Steamboat Ski Area warns skiers to beware of winch cats
December 8, 2011
Steamboat Springs — With a seemingly larger number of people hiking up Steamboat Ski Area at night, snowcat operators are asking people to stay clear of the winch cat.
"The danger is — to be honest — it will kill you," Slope Maintenance Manager Frank Case said. "It will cut you right in half."
The winch cat essentially is a groomer equipped with a powerful winch that can pull 10,000 pounds using nine-sixteenths-inch steel cable. The machine was being used this week on VooDoo where Case was building a table of snow where the mogul course will be carved out. Throughout the season, the winch cats are used to groom the steeper black runs like See Me, Concentration and Vortex.
When a winch cats works on a run, crews connect the machine's cable to one of the many concrete anchors located on top of the steep runs. The concrete anchors live on the mountain year-round and are buried about six feet deep.
"It probably weighs 20,000 pounds," Case said.
When the cats are headed down the ski runs, the cable connected to the top of the run keeps the machine from sliding.
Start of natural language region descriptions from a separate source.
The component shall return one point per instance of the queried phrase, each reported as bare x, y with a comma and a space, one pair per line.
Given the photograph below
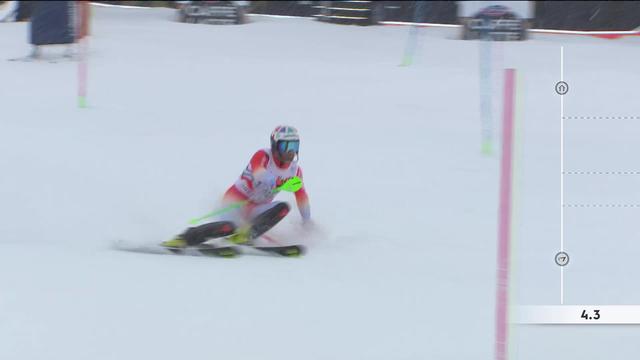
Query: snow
403, 265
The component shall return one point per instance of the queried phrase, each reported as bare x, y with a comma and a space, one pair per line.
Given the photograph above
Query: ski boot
199, 234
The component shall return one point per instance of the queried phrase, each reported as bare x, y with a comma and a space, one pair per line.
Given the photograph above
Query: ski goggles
286, 146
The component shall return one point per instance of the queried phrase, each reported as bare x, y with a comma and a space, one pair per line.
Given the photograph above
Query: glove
263, 186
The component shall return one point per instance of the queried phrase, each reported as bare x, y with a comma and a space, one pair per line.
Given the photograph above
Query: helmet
285, 143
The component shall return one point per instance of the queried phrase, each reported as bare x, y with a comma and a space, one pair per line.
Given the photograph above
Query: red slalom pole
504, 227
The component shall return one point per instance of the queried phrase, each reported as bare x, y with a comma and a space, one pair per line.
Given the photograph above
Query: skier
267, 169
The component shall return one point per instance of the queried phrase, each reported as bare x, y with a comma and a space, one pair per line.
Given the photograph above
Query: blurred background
121, 120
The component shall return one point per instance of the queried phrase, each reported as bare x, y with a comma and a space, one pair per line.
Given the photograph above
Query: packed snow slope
402, 265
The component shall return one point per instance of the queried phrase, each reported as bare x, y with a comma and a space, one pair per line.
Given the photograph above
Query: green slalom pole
292, 185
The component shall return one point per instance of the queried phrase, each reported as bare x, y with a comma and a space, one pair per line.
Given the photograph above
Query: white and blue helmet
285, 139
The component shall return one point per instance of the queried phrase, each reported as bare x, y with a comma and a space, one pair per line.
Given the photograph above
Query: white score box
577, 314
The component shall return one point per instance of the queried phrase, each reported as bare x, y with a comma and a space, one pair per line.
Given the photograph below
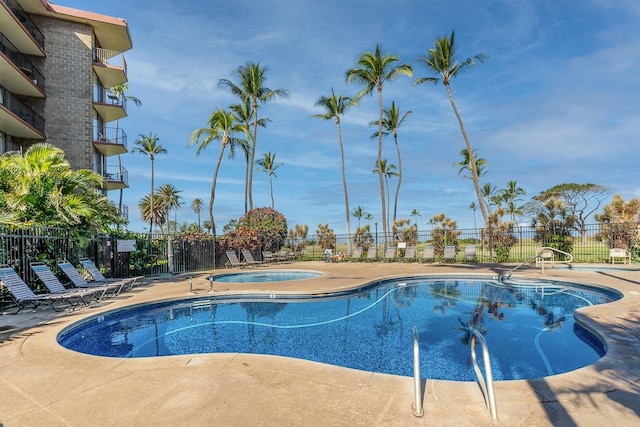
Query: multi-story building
62, 72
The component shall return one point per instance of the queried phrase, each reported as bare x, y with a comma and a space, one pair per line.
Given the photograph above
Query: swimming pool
266, 276
529, 327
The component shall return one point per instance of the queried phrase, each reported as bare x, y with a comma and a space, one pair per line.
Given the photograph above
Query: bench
619, 253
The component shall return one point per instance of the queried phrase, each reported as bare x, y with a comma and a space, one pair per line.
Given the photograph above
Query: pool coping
604, 392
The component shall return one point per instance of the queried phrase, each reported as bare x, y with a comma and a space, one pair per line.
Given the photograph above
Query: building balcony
17, 73
110, 141
114, 177
18, 27
110, 66
19, 120
108, 105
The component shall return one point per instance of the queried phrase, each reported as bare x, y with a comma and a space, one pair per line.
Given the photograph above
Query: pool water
529, 328
266, 276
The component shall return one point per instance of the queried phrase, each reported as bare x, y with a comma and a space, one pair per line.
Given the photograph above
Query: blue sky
556, 102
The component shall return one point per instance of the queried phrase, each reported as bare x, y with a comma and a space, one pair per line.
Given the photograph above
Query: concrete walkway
43, 384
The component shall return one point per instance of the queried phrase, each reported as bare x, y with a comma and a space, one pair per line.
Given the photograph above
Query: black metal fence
147, 255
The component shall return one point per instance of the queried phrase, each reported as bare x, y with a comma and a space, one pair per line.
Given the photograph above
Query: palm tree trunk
472, 159
382, 197
346, 194
213, 192
395, 202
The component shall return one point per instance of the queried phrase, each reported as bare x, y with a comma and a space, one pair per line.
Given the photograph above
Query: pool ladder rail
486, 384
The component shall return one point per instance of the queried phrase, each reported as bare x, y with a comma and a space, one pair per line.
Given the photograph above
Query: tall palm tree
170, 196
374, 68
391, 122
244, 114
222, 126
464, 165
388, 171
152, 210
335, 106
359, 213
441, 60
120, 92
148, 145
251, 88
268, 165
196, 206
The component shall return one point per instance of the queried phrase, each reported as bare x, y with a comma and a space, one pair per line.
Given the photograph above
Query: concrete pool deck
43, 384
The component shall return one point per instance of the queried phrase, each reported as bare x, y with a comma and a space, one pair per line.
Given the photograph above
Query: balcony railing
110, 57
21, 61
115, 174
18, 108
110, 135
105, 96
26, 22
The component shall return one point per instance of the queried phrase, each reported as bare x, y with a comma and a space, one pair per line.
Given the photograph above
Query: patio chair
429, 254
23, 296
470, 253
111, 288
249, 258
449, 253
51, 282
233, 260
409, 253
98, 277
390, 253
372, 253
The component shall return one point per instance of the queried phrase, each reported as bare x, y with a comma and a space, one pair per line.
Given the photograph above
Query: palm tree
244, 115
335, 106
148, 145
151, 209
196, 206
119, 91
441, 60
373, 70
464, 165
251, 88
391, 123
359, 213
388, 171
222, 126
170, 200
268, 165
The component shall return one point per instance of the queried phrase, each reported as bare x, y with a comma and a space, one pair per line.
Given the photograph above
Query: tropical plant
268, 165
387, 171
148, 145
222, 126
251, 88
39, 188
374, 69
196, 206
170, 197
391, 122
326, 237
335, 106
441, 60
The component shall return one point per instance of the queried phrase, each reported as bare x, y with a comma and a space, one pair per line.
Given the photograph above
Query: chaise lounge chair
54, 285
23, 296
111, 288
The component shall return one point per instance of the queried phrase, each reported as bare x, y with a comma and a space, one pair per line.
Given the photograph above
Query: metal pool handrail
486, 386
418, 411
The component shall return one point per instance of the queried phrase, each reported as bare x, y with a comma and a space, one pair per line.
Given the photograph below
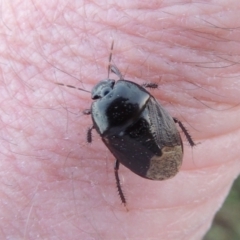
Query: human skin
54, 185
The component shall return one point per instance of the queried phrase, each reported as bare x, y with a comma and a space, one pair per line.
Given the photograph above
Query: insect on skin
136, 129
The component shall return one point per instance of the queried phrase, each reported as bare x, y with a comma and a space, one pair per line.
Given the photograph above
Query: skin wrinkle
50, 151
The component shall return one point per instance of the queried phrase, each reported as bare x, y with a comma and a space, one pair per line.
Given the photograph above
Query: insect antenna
70, 86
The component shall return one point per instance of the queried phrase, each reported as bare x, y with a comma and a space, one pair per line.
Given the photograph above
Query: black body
136, 129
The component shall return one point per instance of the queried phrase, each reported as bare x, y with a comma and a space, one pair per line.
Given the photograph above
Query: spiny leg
150, 85
110, 59
185, 131
89, 134
116, 168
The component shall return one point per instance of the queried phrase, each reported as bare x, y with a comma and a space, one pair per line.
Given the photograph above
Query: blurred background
226, 225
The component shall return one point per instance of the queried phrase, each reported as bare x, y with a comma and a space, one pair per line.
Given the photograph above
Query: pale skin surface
56, 186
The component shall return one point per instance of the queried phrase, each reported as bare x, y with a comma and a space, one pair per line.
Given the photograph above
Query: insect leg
87, 112
89, 134
150, 85
185, 131
120, 192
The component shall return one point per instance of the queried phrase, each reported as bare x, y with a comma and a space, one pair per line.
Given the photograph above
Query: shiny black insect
136, 129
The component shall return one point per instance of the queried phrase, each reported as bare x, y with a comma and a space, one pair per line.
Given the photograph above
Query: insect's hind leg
150, 85
120, 192
185, 131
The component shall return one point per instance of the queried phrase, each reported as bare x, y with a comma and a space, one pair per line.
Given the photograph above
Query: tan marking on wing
167, 165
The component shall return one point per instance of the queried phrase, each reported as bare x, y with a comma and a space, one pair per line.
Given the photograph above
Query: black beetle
136, 129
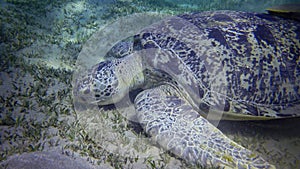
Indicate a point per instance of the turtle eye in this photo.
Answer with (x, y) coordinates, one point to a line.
(86, 91)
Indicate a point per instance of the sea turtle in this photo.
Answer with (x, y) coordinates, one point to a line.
(229, 64)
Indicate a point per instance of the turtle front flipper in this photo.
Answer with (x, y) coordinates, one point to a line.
(175, 126)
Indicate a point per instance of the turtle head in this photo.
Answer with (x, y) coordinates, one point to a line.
(106, 83)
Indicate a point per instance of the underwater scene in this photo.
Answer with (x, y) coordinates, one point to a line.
(149, 84)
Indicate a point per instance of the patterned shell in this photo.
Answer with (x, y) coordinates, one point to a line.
(250, 61)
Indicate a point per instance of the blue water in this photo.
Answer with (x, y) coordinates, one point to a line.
(39, 44)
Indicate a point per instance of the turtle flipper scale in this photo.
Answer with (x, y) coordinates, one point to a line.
(175, 126)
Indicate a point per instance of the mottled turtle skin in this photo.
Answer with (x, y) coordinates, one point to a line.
(236, 65)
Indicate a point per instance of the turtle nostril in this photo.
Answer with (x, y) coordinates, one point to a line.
(87, 91)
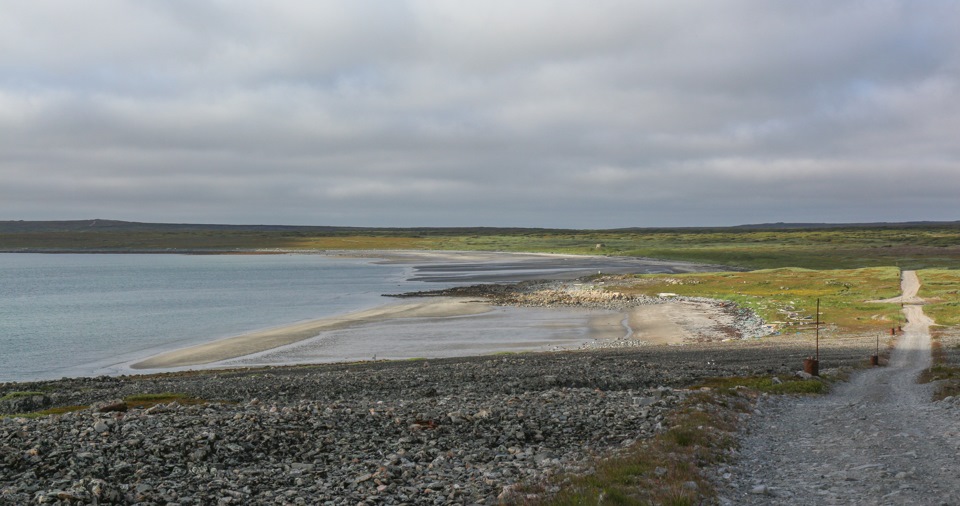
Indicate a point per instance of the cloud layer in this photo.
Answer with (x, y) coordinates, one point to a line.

At the bottom of the run, the cable rotates to the front of the cab and helps pull the machine back up the hill.
"We use it on the steep stuff so we can get up and down without spinning," Case said.
During routine grooming, the 3,000-foot cable can span the length of the ski run under high tension. The cable is difficult to see, even during daylight, and would be virtually invisible at night. The cable also violently can jump out of the snow when it is pulled by the machine. Case said it could be deadly should a skier or hiker come in contact with the cable. With 10,000 pounds of tension, it's easy to understand why.
"The operators want people to be aware of what they're doing and the hazards that exist," said Steamboat Ski and Resort Corp. spokesman Mike Lane.
He said the ski area has not had any skier vs. cable incidents, but with more people hiking at the ski area after hours, there is a greater possibility that someone could encounter a winch cat.
When winch cats are working, operators place signs at the top of the trail. At night, strobe lights can be seen next to the signs.
"Any time you come across the lights and the sign, you need to stop and go a different direction," Case said.